Over the weekend, some shocking news hit the political landscape as it was announced that Sen. Ben Sasse (R-NE) is expected to resign from the U.S. Senate and become president of the University of Florida.
On Thursday, the UF named Sen.Sasse the lone finalist for president.
Sasse was the president of Midland University in Nebraska before becoming Senator, and also taught at institutions such as the University of Texas.
He made headlines after the event of January 6th when he was one of few Republicans to vote to impeach President Donald Trump (R-FL).
However, the thought of a Republican at the top of an institution like UF (which is a top 5 public university) is unnerving to some.
Rep. Debbie Wasserman Schultz (D-FL), a UF graduate, stated that as a “concerned alum, I have many concerns,” and that the university’s selection process “needlessly harms UF.”
— Debbie Wasserman Schultz (@DWStweets) October 10, 2022
“The University of Florida Presidential Search Committee’s secretive, sole-selection process needlessly harms UF by undermining any new leader with students and fellow alumni who are already troubled by corrosive efforts to politicize our state’s flagship university,” wrote Schultz in a statement.”
“In addition to concerns over how his selection might affect recruitment of top academic talent, Sen. Ben Sasse will face daunting challenges to address unresolved concerns over academic freedom and independence and I am eager to hear how he will continue out-going Presidents Fuchs’s drive for UF academic excellence and college affordability.”
Sasse’s selection comes at a time of change and uncertainty for the university. While being a top 5 public university for the second year in a row, Sasse will also have to address issues that are pertinent to college campuses presently, such as accusations of institutional discrimination against conservative voices.
This is most likely what prompted Schultz to finish her letter with, “I am also eager to hear him more fully explain his views on critical campus concerns, ranging from basic equality and access issues to academic censorship, intrusive philosophical surveys of students and faculty and tenure protection policies.”

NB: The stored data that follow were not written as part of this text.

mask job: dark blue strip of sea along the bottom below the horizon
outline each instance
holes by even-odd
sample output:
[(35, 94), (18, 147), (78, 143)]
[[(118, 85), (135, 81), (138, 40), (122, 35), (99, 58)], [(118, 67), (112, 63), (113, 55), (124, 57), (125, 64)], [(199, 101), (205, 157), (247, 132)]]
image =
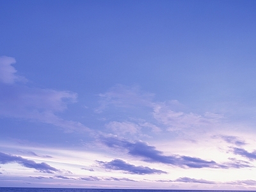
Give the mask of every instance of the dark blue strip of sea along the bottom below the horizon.
[[(228, 190), (0, 188), (0, 192), (239, 192)], [(241, 191), (242, 192), (242, 191)], [(243, 191), (246, 192), (246, 191)]]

Sasse will have to address other issues such as the athletic department as well, which is a huge source for the institution’s funding.
UF is currently in a period of change. After a decade of athletic dominance in the 2000’s, Florida hasn’t won an SEC championship in either football or basketball since 2014. They just hired a new football coach, Billy Napier, now in his first season, their men’s basketball coach Mike White is rumored to be on the hot seat, and their women’s basketball coach resigned last year following accusations of verbal abuse towards his players.
Sasse, alongside the Athletic Director Scott Stricklin, will have to evaluate these positions as the nation braces for conference realignment in the future.